Boxed values are pretty much necessary for dynamic languages — that's where the ...

pron · on Feb 18, 2012

Not necessarily. You just store a pointer to the type info inline with the data (like C++'s vtables). You can have unboxed "value-types" (const structs, essentially) in dynamic languages. In fact, you could even differentiate between a "boxed" ref type and a value type at runtime, because refs don't need all 64 bits of the pointer. So a ref is a 64 bit pointer with the first bit set to, say, 0, and a value (struct) type always begins with a 64 bit pointer to it's type information, only it's tagged with MSB of 1. Since you can't extend concrete types, you can easily store value types inline in an array, and just have the type-info pointer (which must be the same for all elements, b/c there is no inheritance) at the beginning of the array. And if your structs are aligned OK, you could easily pass them to C by skipping the type-info pointer both in the single value case and in the array case.

StefanKarpinski · on Feb 19, 2012

Ok, having read this comment again, here's a more measured response. You're assuming in this comment the value-type vs. object-type dichotomy that's used in, e.g., C#. That's one way to go, but I'm not sold that it's the best way. Deciding whether you want something to be storable inline in arrays or not when you define a type is kind of a strange thing. Maybe sometimes you do and sometimes you don't. So the bigger question is really if that's the best way to go about the matter.

It seems that in dynamically typed languages, you either need to have two kinds of objects (value types vs. object types), or two kinds of storage slots (e.g. arrays that hold values inline vs. arrays that hold references to heap-allocated values). The boxing aspect is really only part of that since you can't get the shared-reference behavior unless the storage is heap-allocated, regardless of whether there's a box header or not.

So yeah, it's a complicated issue.

StefanKarpinski · on Feb 18, 2012

This is an interesting scheme and seems like it might work, but I'm not sure. Would you be willing to pop onto julia-dev@googlegroups.com and post this suggestion there so we can have a full-blown discussion of it?

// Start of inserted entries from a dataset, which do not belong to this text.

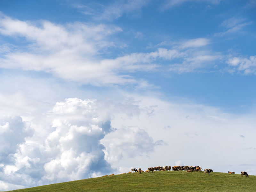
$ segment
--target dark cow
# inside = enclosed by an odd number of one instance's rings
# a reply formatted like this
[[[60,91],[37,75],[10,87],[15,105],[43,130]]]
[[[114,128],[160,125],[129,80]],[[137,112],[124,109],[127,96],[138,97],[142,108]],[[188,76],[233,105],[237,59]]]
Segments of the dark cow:
[[[243,177],[243,175],[245,175],[245,177],[249,177],[249,176],[248,175],[248,174],[245,171],[241,172],[241,177]]]
[[[213,172],[212,169],[204,169],[204,174],[206,174],[206,173],[208,173],[208,175],[210,175],[210,173],[211,172]]]
[[[168,171],[171,171],[171,166],[169,166],[168,167]]]
[[[196,171],[199,171],[199,172],[202,172],[202,168],[201,167],[196,167]]]
[[[138,171],[138,170],[137,170],[137,169],[136,169],[136,168],[133,168],[133,169],[132,169],[132,172],[133,171],[134,171],[134,172],[139,172],[139,171]]]
[[[152,172],[153,172],[155,169],[154,169],[154,167],[148,167],[148,171],[149,172],[150,172],[152,171]]]

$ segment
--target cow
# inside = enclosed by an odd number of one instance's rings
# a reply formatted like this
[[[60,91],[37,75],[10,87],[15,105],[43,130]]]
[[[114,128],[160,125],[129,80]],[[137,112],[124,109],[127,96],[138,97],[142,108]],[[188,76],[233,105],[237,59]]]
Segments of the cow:
[[[171,166],[169,166],[168,167],[168,171],[171,171]]]
[[[196,167],[196,171],[199,171],[199,172],[202,172],[202,168],[201,167]]]
[[[208,173],[208,175],[210,175],[210,173],[211,172],[213,172],[212,169],[204,169],[204,175],[206,174],[206,173]]]
[[[137,170],[137,169],[136,169],[136,168],[133,168],[133,169],[132,169],[131,170],[132,173],[132,172],[133,171],[134,171],[135,172],[139,172],[139,171],[138,171],[138,170]]]
[[[249,176],[248,175],[248,174],[245,171],[241,172],[241,177],[243,177],[243,175],[245,175],[245,177],[249,177]]]
[[[152,172],[153,172],[154,170],[155,170],[154,167],[148,167],[148,171],[150,173],[150,172],[152,171]]]

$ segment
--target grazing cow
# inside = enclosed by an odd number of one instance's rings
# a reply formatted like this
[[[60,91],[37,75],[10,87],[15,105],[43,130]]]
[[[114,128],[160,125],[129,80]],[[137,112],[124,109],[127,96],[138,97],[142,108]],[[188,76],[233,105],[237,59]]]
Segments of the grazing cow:
[[[234,174],[235,172],[231,172],[229,171],[228,171],[228,172],[230,174]]]
[[[243,177],[243,175],[245,175],[245,177],[249,177],[249,176],[248,175],[248,174],[245,171],[241,172],[241,177]]]
[[[202,172],[202,168],[201,167],[196,167],[196,171],[199,171]]]
[[[137,169],[136,169],[136,168],[133,168],[133,169],[132,169],[132,172],[133,171],[134,171],[134,172],[139,172],[138,170],[137,170]]]
[[[211,172],[213,172],[212,169],[204,169],[204,174],[205,175],[206,173],[208,173],[208,175],[210,175],[210,173]]]
[[[148,171],[149,172],[150,172],[152,171],[152,172],[153,172],[153,171],[154,171],[154,170],[155,170],[154,167],[148,167]]]
[[[171,166],[169,166],[168,167],[168,171],[171,171]]]

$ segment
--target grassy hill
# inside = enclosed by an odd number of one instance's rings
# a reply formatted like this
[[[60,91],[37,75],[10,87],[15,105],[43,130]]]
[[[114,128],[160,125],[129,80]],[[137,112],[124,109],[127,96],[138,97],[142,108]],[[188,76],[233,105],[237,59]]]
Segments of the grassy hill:
[[[158,171],[132,173],[53,184],[12,191],[255,191],[256,176]]]

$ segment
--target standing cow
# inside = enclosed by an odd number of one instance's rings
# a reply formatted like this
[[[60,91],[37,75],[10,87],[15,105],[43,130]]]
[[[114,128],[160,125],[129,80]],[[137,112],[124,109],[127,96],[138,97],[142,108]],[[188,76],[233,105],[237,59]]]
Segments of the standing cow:
[[[204,169],[204,175],[206,173],[208,173],[208,175],[210,175],[210,173],[211,172],[213,172],[212,169]]]
[[[133,168],[133,169],[132,169],[132,172],[133,171],[134,171],[134,172],[139,172],[138,171],[138,170],[137,170],[137,169],[136,169],[136,168]]]
[[[248,174],[245,171],[241,172],[241,177],[243,177],[243,175],[245,175],[245,177],[249,177],[249,176],[248,175]]]

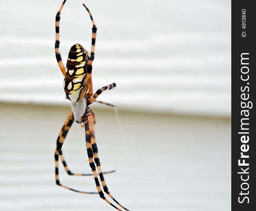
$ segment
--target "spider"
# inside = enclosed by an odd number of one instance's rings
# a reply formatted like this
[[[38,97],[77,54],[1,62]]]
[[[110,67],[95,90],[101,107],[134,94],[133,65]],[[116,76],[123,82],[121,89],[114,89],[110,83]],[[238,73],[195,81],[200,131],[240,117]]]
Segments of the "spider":
[[[56,143],[56,148],[54,153],[55,160],[55,178],[56,184],[65,188],[82,193],[99,193],[100,198],[117,210],[121,210],[114,205],[105,197],[101,187],[96,171],[97,169],[103,190],[118,205],[126,210],[128,210],[120,204],[109,193],[106,182],[103,173],[111,173],[102,172],[98,156],[98,149],[96,144],[94,129],[95,124],[94,114],[89,105],[96,101],[97,97],[103,91],[111,89],[116,87],[113,83],[103,87],[93,94],[93,82],[91,78],[92,64],[94,58],[94,49],[97,28],[91,12],[89,9],[83,4],[88,12],[93,24],[92,37],[90,56],[89,53],[79,44],[75,44],[69,51],[66,68],[61,60],[60,53],[59,51],[60,45],[59,21],[60,13],[66,1],[62,2],[55,17],[56,40],[55,53],[59,66],[65,77],[64,89],[66,98],[71,101],[71,110],[67,119],[60,130]],[[98,102],[107,105],[108,103],[101,101]],[[81,127],[85,128],[85,141],[89,164],[92,171],[92,174],[75,174],[72,172],[67,167],[61,150],[61,148],[67,133],[74,121],[80,124]],[[65,170],[69,175],[77,176],[93,175],[97,190],[97,192],[84,192],[78,191],[62,185],[60,181],[59,175],[59,156],[60,157]],[[95,167],[95,164],[96,164]]]

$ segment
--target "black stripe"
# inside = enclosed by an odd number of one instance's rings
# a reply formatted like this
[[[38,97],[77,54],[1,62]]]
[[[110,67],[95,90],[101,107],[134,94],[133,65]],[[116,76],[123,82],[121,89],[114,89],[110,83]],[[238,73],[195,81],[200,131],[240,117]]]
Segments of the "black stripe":
[[[104,194],[103,193],[103,192],[102,191],[100,191],[99,192],[99,194],[100,195],[100,197],[102,199],[105,199],[106,198],[105,198],[105,197],[104,196]],[[114,207],[115,207],[115,206],[113,206]]]
[[[56,44],[55,45],[55,47],[56,47]],[[56,53],[56,59],[57,59],[57,62],[59,62],[61,60],[61,57],[60,56],[60,53]]]
[[[61,134],[61,136],[63,137],[64,138],[66,138],[66,136],[67,136],[67,133],[69,132],[69,130],[67,130],[66,129],[64,129],[63,130],[63,131],[62,132],[62,133]]]
[[[54,159],[55,161],[56,161],[59,160],[59,154],[54,154]]]
[[[96,183],[96,185],[97,186],[100,186],[100,182],[99,181],[99,180],[98,179],[98,178],[96,177],[94,178],[94,180],[95,180],[95,182]]]
[[[96,31],[97,27],[96,27],[96,26],[95,26],[95,25],[93,25],[93,33],[96,33]]]
[[[96,164],[96,165],[97,166],[100,166],[100,159],[99,158],[94,158],[94,161],[95,163]]]
[[[60,21],[60,13],[58,12],[56,14],[56,17],[55,17],[55,21]]]
[[[60,33],[60,27],[59,26],[55,27],[55,31],[56,32],[56,33]]]
[[[93,157],[93,153],[91,149],[90,148],[87,149],[87,155],[88,158],[92,158]]]
[[[105,191],[105,192],[106,193],[108,194],[109,193],[109,192],[108,191],[108,187],[107,187],[106,185],[103,186],[103,190],[104,190],[104,191]],[[117,202],[117,203],[118,204],[118,203]]]
[[[67,124],[67,126],[69,127],[71,127],[72,126],[73,123],[74,122],[74,120],[72,119],[70,119],[69,122]]]
[[[91,162],[89,163],[89,164],[90,165],[90,167],[91,168],[91,170],[93,171],[96,171],[96,169],[95,167],[95,165],[94,164],[94,163],[93,162]]]
[[[97,145],[96,143],[91,145],[91,148],[93,149],[93,152],[98,152],[98,148],[97,147]]]
[[[93,61],[93,60],[94,59],[94,53],[91,53],[91,57],[90,57],[90,60],[91,60],[92,61]]]
[[[91,44],[93,45],[95,45],[95,39],[94,38],[91,39]]]
[[[55,41],[55,48],[59,48],[60,47],[60,41],[56,40]]]
[[[99,95],[101,94],[102,92],[102,91],[100,89],[98,89],[97,90],[97,91],[96,92],[96,94],[98,95]]]
[[[91,70],[93,69],[91,66],[88,65],[87,66],[87,72],[88,73],[91,73]]]
[[[57,144],[57,149],[58,150],[59,150],[61,148],[61,147],[62,147],[62,145],[63,144],[63,143],[60,143],[60,142],[58,142],[58,143]]]
[[[68,173],[68,174],[69,175],[74,175],[74,174],[73,174],[72,172],[71,172],[70,171],[70,170],[69,170],[69,171],[68,171],[67,172],[67,173]]]
[[[99,175],[100,175],[100,180],[102,181],[104,181],[104,178],[103,177],[103,174],[102,174],[102,173],[100,173],[100,174],[99,174]]]

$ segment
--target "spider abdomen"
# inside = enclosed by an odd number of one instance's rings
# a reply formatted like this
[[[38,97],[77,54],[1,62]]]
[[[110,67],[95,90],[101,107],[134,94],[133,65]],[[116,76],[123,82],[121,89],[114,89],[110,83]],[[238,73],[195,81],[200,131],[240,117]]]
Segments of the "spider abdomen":
[[[65,97],[73,102],[79,101],[88,89],[87,76],[89,55],[83,46],[75,44],[69,54],[64,80]]]

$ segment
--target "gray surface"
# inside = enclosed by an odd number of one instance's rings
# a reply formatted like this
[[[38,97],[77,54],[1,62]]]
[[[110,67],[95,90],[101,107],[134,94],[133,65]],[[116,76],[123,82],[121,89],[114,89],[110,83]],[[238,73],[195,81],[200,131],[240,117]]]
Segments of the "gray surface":
[[[1,1],[0,101],[69,104],[54,52],[61,2]],[[116,83],[113,100],[127,109],[230,117],[231,0],[68,0],[60,20],[65,64],[74,44],[90,48],[83,3],[98,27],[95,89]]]
[[[54,184],[55,143],[69,108],[1,104],[32,123],[0,106],[0,210],[114,210],[97,195]],[[132,210],[231,210],[230,120],[119,111],[124,142],[109,110],[94,111],[96,138],[103,170],[117,170],[106,175],[107,184],[123,205]],[[89,172],[77,124],[64,155],[73,172]],[[72,177],[60,169],[64,184],[95,190],[92,177]]]

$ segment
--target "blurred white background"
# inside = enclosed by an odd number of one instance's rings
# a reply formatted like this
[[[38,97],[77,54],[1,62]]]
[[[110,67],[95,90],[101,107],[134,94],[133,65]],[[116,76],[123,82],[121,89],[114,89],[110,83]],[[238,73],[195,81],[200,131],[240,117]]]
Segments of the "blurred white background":
[[[69,104],[54,51],[61,1],[2,1],[0,101]],[[83,2],[68,1],[61,16],[65,65],[75,43],[90,49]],[[231,1],[85,3],[98,27],[94,88],[116,83],[119,108],[230,117]]]
[[[0,210],[113,210],[97,195],[55,185],[53,154],[70,110],[54,52],[61,0],[1,0]],[[68,0],[61,16],[65,64],[76,43],[90,49],[98,28],[92,105],[103,170],[131,210],[231,210],[231,1]],[[120,123],[121,130],[119,127]],[[75,173],[90,172],[83,129],[63,146]],[[64,184],[96,190],[92,178]]]

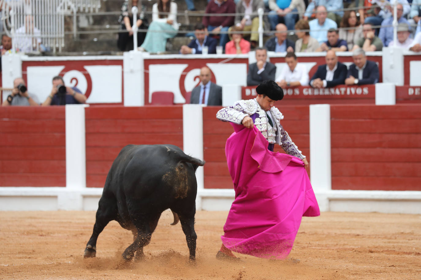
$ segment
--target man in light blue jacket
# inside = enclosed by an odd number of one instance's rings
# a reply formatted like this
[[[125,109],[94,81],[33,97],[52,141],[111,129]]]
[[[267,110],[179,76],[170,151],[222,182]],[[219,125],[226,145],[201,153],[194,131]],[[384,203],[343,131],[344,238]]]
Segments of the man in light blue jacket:
[[[319,44],[328,40],[328,30],[331,28],[338,28],[336,22],[330,18],[326,18],[327,15],[326,8],[318,6],[316,9],[316,19],[309,22],[310,36],[316,39]]]
[[[344,1],[340,0],[313,0],[307,7],[304,19],[308,20],[312,13],[319,6],[324,6],[328,11],[328,18],[339,24],[344,16]],[[317,17],[317,15],[316,15]]]

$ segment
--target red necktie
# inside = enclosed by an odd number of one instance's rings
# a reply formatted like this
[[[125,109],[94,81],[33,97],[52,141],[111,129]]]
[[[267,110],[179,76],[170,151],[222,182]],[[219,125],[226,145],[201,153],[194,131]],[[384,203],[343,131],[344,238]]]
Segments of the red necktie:
[[[205,104],[205,95],[206,95],[206,87],[203,86],[203,96],[202,97],[202,104]]]

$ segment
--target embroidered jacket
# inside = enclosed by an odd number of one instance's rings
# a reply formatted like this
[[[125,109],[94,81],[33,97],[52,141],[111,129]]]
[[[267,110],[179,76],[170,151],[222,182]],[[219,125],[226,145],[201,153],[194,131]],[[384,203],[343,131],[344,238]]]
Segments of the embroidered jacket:
[[[223,108],[216,113],[216,118],[223,121],[241,124],[245,117],[250,117],[256,127],[269,142],[269,149],[273,150],[273,148],[270,149],[270,146],[277,143],[288,154],[301,159],[305,158],[281,125],[280,121],[284,118],[282,113],[275,107],[272,107],[267,113],[271,114],[272,119],[274,121],[273,126],[268,121],[266,112],[260,107],[255,98],[240,100],[233,106]]]

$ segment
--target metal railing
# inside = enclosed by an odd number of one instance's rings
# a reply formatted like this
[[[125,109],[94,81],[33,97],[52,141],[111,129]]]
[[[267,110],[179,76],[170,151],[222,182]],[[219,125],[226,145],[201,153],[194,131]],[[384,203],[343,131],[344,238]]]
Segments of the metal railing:
[[[73,16],[73,36],[78,11],[97,12],[100,0],[9,0],[1,1],[1,19],[12,38],[12,51],[61,51],[64,16]]]
[[[27,2],[31,3],[31,5],[26,4]],[[76,19],[78,16],[101,16],[110,15],[121,14],[121,12],[99,12],[101,7],[100,0],[0,0],[0,5],[3,5],[1,12],[1,19],[3,21],[4,25],[8,26],[5,29],[6,33],[14,37],[15,41],[19,42],[21,39],[24,41],[31,41],[32,44],[32,50],[39,51],[41,49],[49,49],[52,51],[56,51],[58,49],[61,51],[61,47],[64,45],[64,35],[72,34],[76,37],[78,34],[88,34],[92,33],[117,33],[122,31],[120,30],[112,30],[104,28],[104,30],[96,30],[95,31],[78,31],[76,26]],[[392,5],[396,14],[396,5]],[[341,9],[338,10],[346,11],[359,10],[369,8],[368,7],[356,7]],[[314,12],[317,13],[317,12]],[[147,11],[145,13],[152,14],[151,11]],[[160,14],[167,15],[168,13],[160,13]],[[290,13],[299,13],[298,12],[292,12]],[[262,46],[263,38],[264,34],[273,34],[274,31],[264,30],[264,18],[269,13],[264,12],[263,10],[255,12],[259,18],[259,27],[257,31],[237,31],[243,34],[250,34],[258,33],[259,36],[259,45]],[[177,13],[179,16],[185,16],[184,12]],[[206,14],[203,13],[193,12],[189,12],[189,16],[238,16],[237,14]],[[64,31],[64,17],[65,16],[72,16],[73,17],[73,26],[72,31]],[[25,25],[25,18],[29,16],[32,20],[32,26],[34,28],[27,29]],[[30,20],[29,21],[31,21]],[[394,27],[394,40],[397,40],[397,22],[396,16],[391,26]],[[31,24],[27,25],[30,26]],[[379,26],[374,26],[374,28],[378,28]],[[24,28],[22,28],[24,27]],[[133,28],[137,26],[133,26]],[[349,27],[343,29],[348,30],[357,27]],[[145,29],[137,29],[137,32],[145,32]],[[322,29],[320,29],[321,30]],[[134,30],[133,30],[134,31]],[[306,31],[301,30],[301,31]],[[288,32],[294,32],[296,30],[288,30]],[[194,32],[194,30],[179,30],[177,32],[179,34],[187,34]],[[157,31],[157,32],[159,32]],[[231,31],[236,33],[236,31]],[[13,35],[12,33],[13,33]],[[221,31],[221,33],[228,33],[228,31]],[[137,37],[135,36],[135,38]],[[38,42],[40,42],[38,44]],[[19,47],[19,44],[13,44],[13,46]],[[396,45],[396,44],[395,44]]]

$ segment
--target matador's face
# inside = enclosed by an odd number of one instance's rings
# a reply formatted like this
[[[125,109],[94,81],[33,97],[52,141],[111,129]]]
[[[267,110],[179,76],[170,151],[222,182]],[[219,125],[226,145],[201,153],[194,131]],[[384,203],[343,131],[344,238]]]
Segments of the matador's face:
[[[268,97],[267,96],[263,97],[263,94],[258,94],[256,97],[256,100],[260,107],[265,111],[269,111],[270,108],[273,107],[275,105],[276,100],[273,100]]]

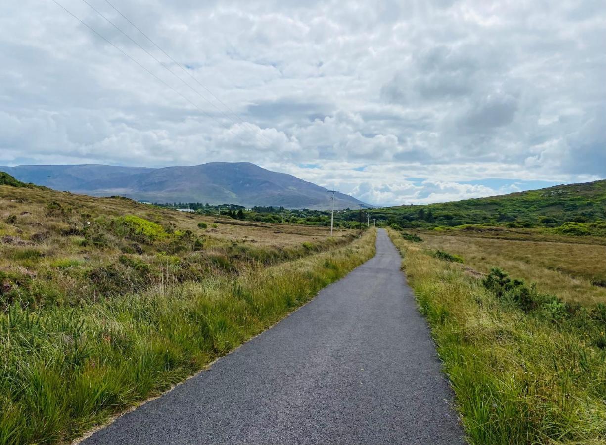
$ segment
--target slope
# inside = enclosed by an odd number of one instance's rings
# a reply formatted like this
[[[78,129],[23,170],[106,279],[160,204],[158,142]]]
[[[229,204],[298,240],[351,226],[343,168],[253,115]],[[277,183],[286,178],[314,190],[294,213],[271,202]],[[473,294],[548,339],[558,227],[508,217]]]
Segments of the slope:
[[[156,202],[208,202],[327,209],[323,187],[248,162],[210,162],[164,168],[110,165],[22,165],[0,167],[17,179],[95,196],[121,195]],[[339,193],[336,208],[364,203]]]
[[[606,180],[461,201],[378,209],[373,217],[402,227],[465,224],[558,227],[606,219]]]

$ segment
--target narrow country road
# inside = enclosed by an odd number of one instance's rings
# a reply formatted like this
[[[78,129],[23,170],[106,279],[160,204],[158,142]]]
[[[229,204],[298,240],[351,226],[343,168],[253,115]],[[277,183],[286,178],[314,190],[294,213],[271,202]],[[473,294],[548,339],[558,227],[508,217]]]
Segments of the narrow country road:
[[[425,320],[384,230],[377,254],[93,444],[457,444]]]

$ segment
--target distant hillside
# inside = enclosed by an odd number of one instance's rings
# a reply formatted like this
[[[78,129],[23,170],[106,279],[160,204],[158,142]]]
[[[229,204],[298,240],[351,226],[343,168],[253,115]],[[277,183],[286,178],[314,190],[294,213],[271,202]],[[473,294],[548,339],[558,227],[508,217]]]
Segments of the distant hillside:
[[[164,168],[82,165],[0,166],[18,180],[93,196],[121,195],[154,202],[228,203],[247,207],[328,209],[323,187],[248,162],[210,162]],[[364,203],[337,194],[335,208]],[[365,205],[367,205],[364,204]]]
[[[426,205],[377,209],[402,227],[491,224],[510,227],[556,227],[567,221],[606,219],[606,180],[556,185],[539,190]]]

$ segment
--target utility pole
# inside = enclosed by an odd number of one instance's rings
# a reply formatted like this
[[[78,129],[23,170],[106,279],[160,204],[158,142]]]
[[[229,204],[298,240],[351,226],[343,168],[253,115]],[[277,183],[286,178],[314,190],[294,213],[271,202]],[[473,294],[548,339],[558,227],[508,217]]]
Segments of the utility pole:
[[[330,236],[333,236],[333,223],[335,222],[335,194],[338,192],[338,190],[328,190],[330,193],[332,193],[332,196],[330,197],[330,199],[333,202],[333,209],[330,213]]]

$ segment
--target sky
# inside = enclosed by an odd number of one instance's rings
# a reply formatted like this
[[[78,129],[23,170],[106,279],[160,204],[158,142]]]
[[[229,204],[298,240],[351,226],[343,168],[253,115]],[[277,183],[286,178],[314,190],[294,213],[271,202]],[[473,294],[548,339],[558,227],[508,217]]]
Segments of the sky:
[[[606,177],[603,0],[110,1],[2,2],[0,165],[251,162],[385,205]]]

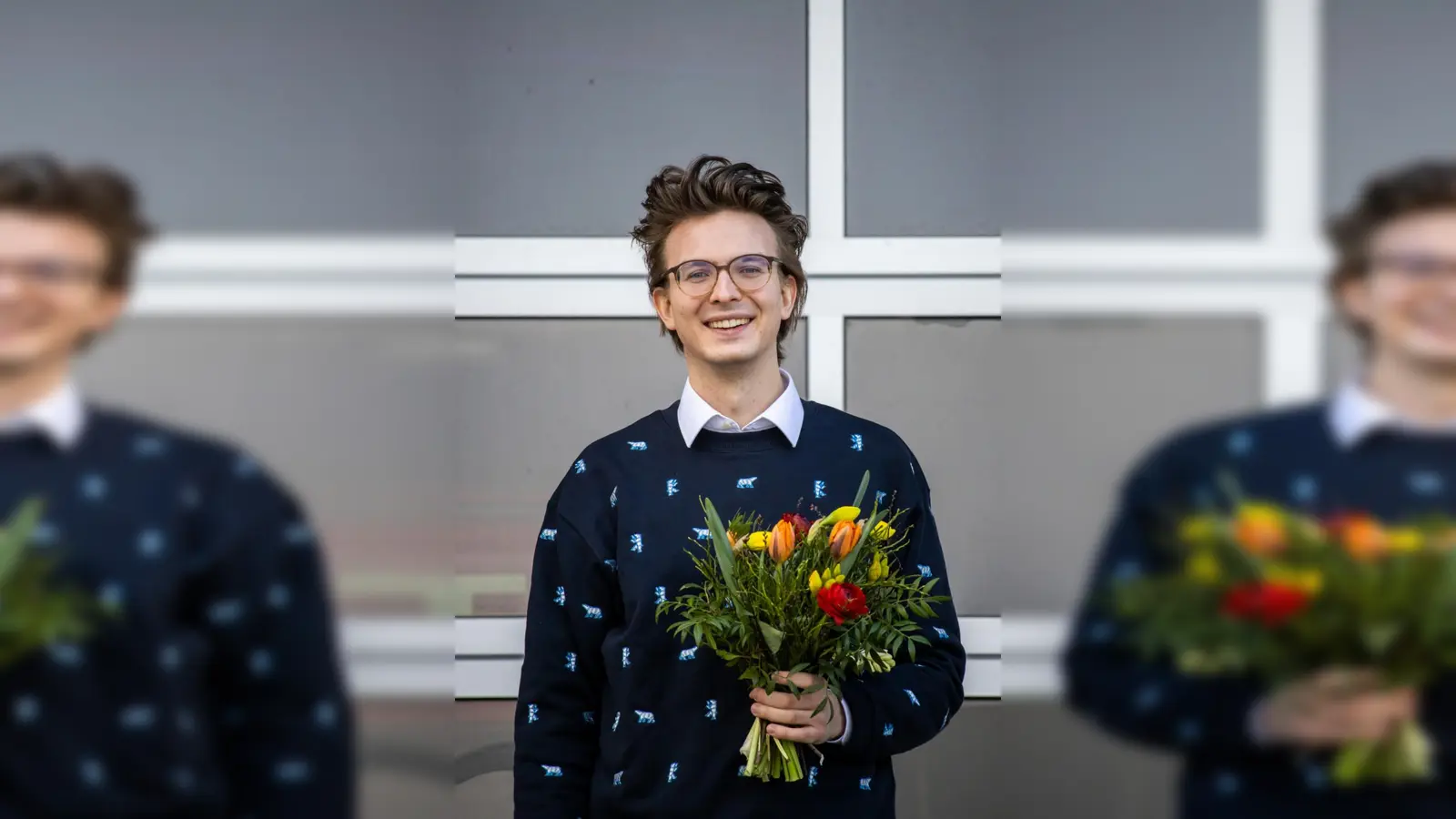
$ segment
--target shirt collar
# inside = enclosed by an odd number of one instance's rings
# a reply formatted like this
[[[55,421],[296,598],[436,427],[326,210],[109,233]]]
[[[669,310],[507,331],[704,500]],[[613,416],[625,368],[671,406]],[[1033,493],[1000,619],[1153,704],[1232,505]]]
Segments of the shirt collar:
[[[86,426],[86,405],[70,380],[35,404],[0,418],[0,433],[36,428],[61,449],[76,446]]]
[[[794,376],[788,370],[780,369],[779,377],[783,379],[783,392],[763,414],[741,428],[703,401],[693,389],[692,382],[683,385],[683,398],[677,404],[677,427],[683,433],[683,443],[693,446],[697,433],[708,427],[713,427],[715,431],[744,433],[778,427],[789,439],[791,446],[798,446],[799,430],[804,428],[804,401],[799,398],[799,391],[794,386]],[[725,428],[718,430],[719,426]]]
[[[1421,424],[1402,417],[1393,407],[1370,395],[1358,380],[1347,380],[1329,402],[1329,426],[1340,446],[1351,447],[1380,428],[1444,431],[1456,436],[1456,418]]]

Hard to do here — and some of the other developers would need to chime in on this too.

dkarl · on Feb 18, 2012

As a compromise, I think it would be helpful to be able to define structs that have a known layout in memory but no dynamic identity. They would be treated like primitive types in Java, but with the crucial difference that users could define their own. That way users could write Julia code that stores and accesses data in the same format they need for interoperating with whatever native libraries they use, instead of serializing and deserializing between Julia objects and C struct arrays (or using int or byte arrays in their Julia code and giving up most of the advantages of a modern programming language.)

StefanKarpinski · on Feb 18, 2012

We've discussed our way down that path but the design ends up being unsatisfying because "objects" and "structs" end up being so similar yet different. It may be what we have to do, but I haven't given up yet on having structs and Julia composite types be compatible somehow. pron's scheme is interesting.

JulianMorrison · on Feb 19, 2012

Take a look at how Go handles interface types, because that is basically dynamic typing, and Go can allocate data as unboxed values.